Actually, they were sleeping.

“They do a lot of that,” said Steve Vogel, the aquarium’s director of zoological operations, as he peered up at the sloths resting comfortably amid the greenery of a rainforest aviary that is their new home.

Their old digs, the tropical rainforest of Guyana in northern South America, were lost to deforestation. These two sloths were among a group that was rescued and taken to a rehabilitation organization. It returned some to the wild but was unable to find suitable locations for others outside of zoos or aquariums.

“We worked for nearly two years to get the sloths,” Vogel said, crediting Scott Chambers, the aquarium’s curator of birds and mammals, with perseverance in pursuing the pair. “He’s a bulldog, a go-getter.

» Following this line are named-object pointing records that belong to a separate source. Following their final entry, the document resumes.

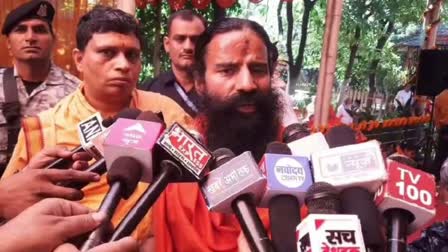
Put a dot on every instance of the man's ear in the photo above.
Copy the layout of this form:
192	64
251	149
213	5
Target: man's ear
8	45
78	56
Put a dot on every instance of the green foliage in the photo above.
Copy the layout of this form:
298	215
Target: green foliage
148	20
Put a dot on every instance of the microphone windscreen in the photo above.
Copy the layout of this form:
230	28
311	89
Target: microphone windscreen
278	148
322	198
127	113
149	116
340	135
359	201
294	132
127	171
222	155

He really doesn’t like the word no.”

“It was a matter of being at the right time, right place, with the right connections,” added aquarium spokeswoman Caroline Ralston. “The stars aligned.”

The brown-haired sloths arrived at the aquarium two months ago, beginning an incubation process that acquainted them with their new surroundings and allowed Vogel and his staff to do medical inspections — physicals, blood work, vaccinations — and to make sure they are eating.

True to their instincts, the sloths immediately (but slowly) made their way to the treetops in the aquarium’s aviary. Sloths don’t like to be close to the ground. Nothing good can happen down there, not when the curled-up shape of their clawed “hands” forces them to crawl along the surface like soldiers going under barbed wire with bullets whistling by inches overhead, Vogel said.

But up in the trees, those claws are handy for clinging to branches while hanging upside down. And moving as slowly as they do, sloths rarely rustle the leaves around them. That’s good for avoiding the clutches of the sloth’s primary predator, the harpy eagle, which has the largest talons of any eagle and can carry off sloths or howler monkeys weighing up to 15 pounds.

The aquarium’s unnamed sloths — one male, one female — will not have to worry about harpy eagles.

They won’t have much to worry about, really. Keepers like Rachel Blake will come along every day to feed them fruits and vegetables. The meal Blake delivered Wednesday featured yellow squash, zucchini, cooked carrots, cooked yams and, for a special treat, endive.

Visitors should not expect to see much gregarious behavior out of the sloths. “Play? Not so much. Their play is exploring rather than roughhousing,” Vogel said. But he is keeping an eye out for signs of romance between the two.

“I’m hoping, hoping, someday. Wouldn’t that be the coolest?” he said, noting that the aquarium’s participation in species survival plans would allow any offspring to be traded to other zoological institutions to allow further breeding with more genetic diversity.

The sloths will share the aquarium’s aviary with two keel-billed toucans, three Cuban iguanas and a pair of tortoises. “It’s going to be a little crowded, just like the rainforest,” said Vogel, who expects this mixture to inspire visitors, especially young ones, to fight for species such as sloths.

“Any time we can put the animals in front of people, you’re increasing its chances of survival,” he said. “You only protect what you love. And who knows, maybe one of the kids who walks through here will become the next Sylvie Earle or Jacques Cousteau [both renowned marine biologists]. You never know.”

The aquarium, at 12033 Lone Peak Parkway (about 500 West), is open daily from 10 a.m. to 6 p.m. Tickets cost $20 for adults, $17 for seniors, military personnel, teens and students, and $15 for children. Toddlers two and younger get in free.